Es wird weiter geltend gemacht, dass es im Kern um die Güterabwägung gehe zwischen dem Schutz vor
einem Eingriff in die körperliche Unversehrtheit Einzelner und den Interessen der Allgemeinheit (als
Gewährleistung der Rechte und Interessen aller Menschen). Zu Letzteren gehörten nicht nur der Schutz vor Ansteckung und der Gesundheitsschutz, sondern auch das Intakthalten der verschiedenen Gesellschaftsbereiche der Bildung, der Wirtschaft, der Gastronomie, der Kultur usw. Der Freiheit des Einzelnen, sich für oder gegen eine Impfung zu entscheiden, müsse das Wohl der gesamten Gesellschaft als unverzichtbare Basis der individuellen Freiheit aller gegenübergestellt werden. Lasse sich die Pandemie nicht unter Kontrolle bringen, müssten individuelle wie kollektive Freiheitsräume weiterhin eingeschränkt werden. Der Saldo zwischen der Rücksicht auf die individuelle Freiheit jener, die sich nicht impfen lassen möchten, und der Rücksicht auf die individuellen und kollektiven Freiheiten geimpfter Menschen werde zunehmend negativ. In dieser Perspektive führe eine allgemeine gesetzliche Impfpflicht zu einer insgesamt positiven Freiheitsbilanz, sowohl individuell als auch kollektiv.

Dreizehn von 20 Mitgliedern des Deutschen Ethikrates befürworten die Ausweitung der bisher schon gesetzlich verankerten Impfpflicht zu einer allgemeinen Impfpflicht, die alle in Deutschland lebenden impfbaren Erwachsenen über 18 Jahren umfasst.

Begründung:
Leitend für die Empfehlung einer allgemeinen gesetzlichen Impfpflicht ab 18 Jahren ist das Ziel einer
nachhaltigen, dauerhaft tragfähigen und gerechten Beherrschung der Pandemie
, das heißt das Erreichen einer kontrollierten endemischen Situation. Dazu reicht das schrittweise Vorgehen einer risikostratifizierten Impfpflicht nicht aus. Sie bleibt immer hinter den Wellen der Pandemie und erhöht die Gefahr einer ständigen Wiederkehr von Kontaktbeschränkungen aller Art, worunter insbesondere Kinder, Jugendliche und junge Erwachsene zu leiden haben. Eine allgemeine gesetzliche Impfpflicht liegt daher nicht nur im Interesse vulnerabler Gruppen, sondern auch im Interesse der jungen Generation.

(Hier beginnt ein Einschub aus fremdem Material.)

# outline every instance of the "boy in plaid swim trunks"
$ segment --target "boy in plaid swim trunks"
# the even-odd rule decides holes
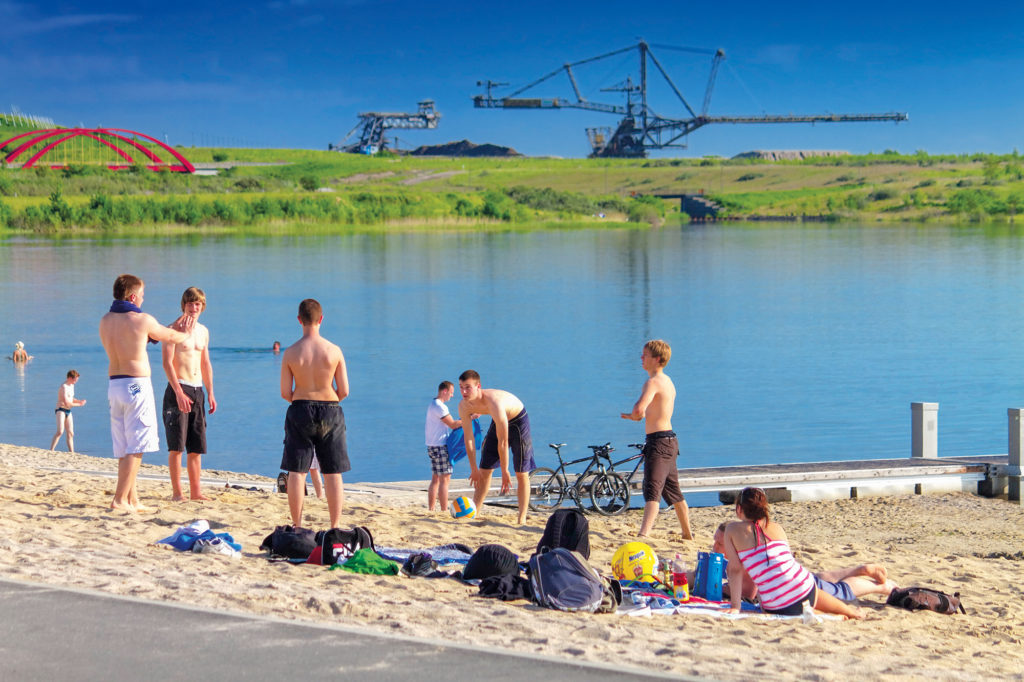
[[[427,488],[427,509],[434,511],[439,502],[441,511],[448,508],[448,481],[452,477],[452,463],[448,460],[448,434],[462,426],[462,421],[452,419],[446,402],[455,395],[455,384],[442,381],[437,387],[437,397],[427,406],[426,441],[430,457],[430,486]]]

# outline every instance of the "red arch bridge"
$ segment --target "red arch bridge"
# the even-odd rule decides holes
[[[151,144],[146,145],[139,138]],[[32,168],[37,163],[48,164],[50,168],[65,168],[69,163],[85,163],[86,141],[90,153],[101,158],[96,150],[111,150],[109,156],[114,159],[107,163],[111,170],[131,168],[138,164],[145,165],[149,170],[171,171],[176,173],[194,173],[193,166],[180,152],[172,149],[155,137],[150,137],[134,130],[123,128],[51,128],[32,130],[16,135],[0,142],[0,153],[4,154],[4,163],[8,165],[21,163],[22,168]],[[14,144],[13,149],[4,151]],[[102,145],[102,146],[99,146]],[[154,149],[155,147],[155,149]],[[164,160],[157,153],[167,152],[171,159]],[[43,158],[46,157],[46,158]],[[136,158],[140,161],[136,161]],[[70,159],[70,161],[69,161]]]

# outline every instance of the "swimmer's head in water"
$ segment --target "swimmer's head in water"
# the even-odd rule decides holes
[[[24,347],[25,347],[25,344],[23,344],[23,343],[22,343],[21,341],[18,341],[17,343],[15,343],[15,344],[14,344],[14,347],[15,347],[15,348],[16,348],[17,350],[21,350],[22,348],[24,348]]]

Die effektive Geltung der Impfpflicht setzt auch voraus, dass im Hinblick auf andere Rechtsfolgen
der Nichtbeachtung der Impfpflicht, insbesondere im Arbeitsrecht, Klarheit besteht. Das verlangt insbesondere die grundrechtlich geschützte Berufsfreiheit, in deren Licht namentlich den Arbeitgeberinnen und Arbeitgebern sowie den Beschäftigten keine Rechtsunsicherheit zugemutet werden darf, die zugleich zu Einbußen bei der effektiven Geltung der Impfpflicht führen würde.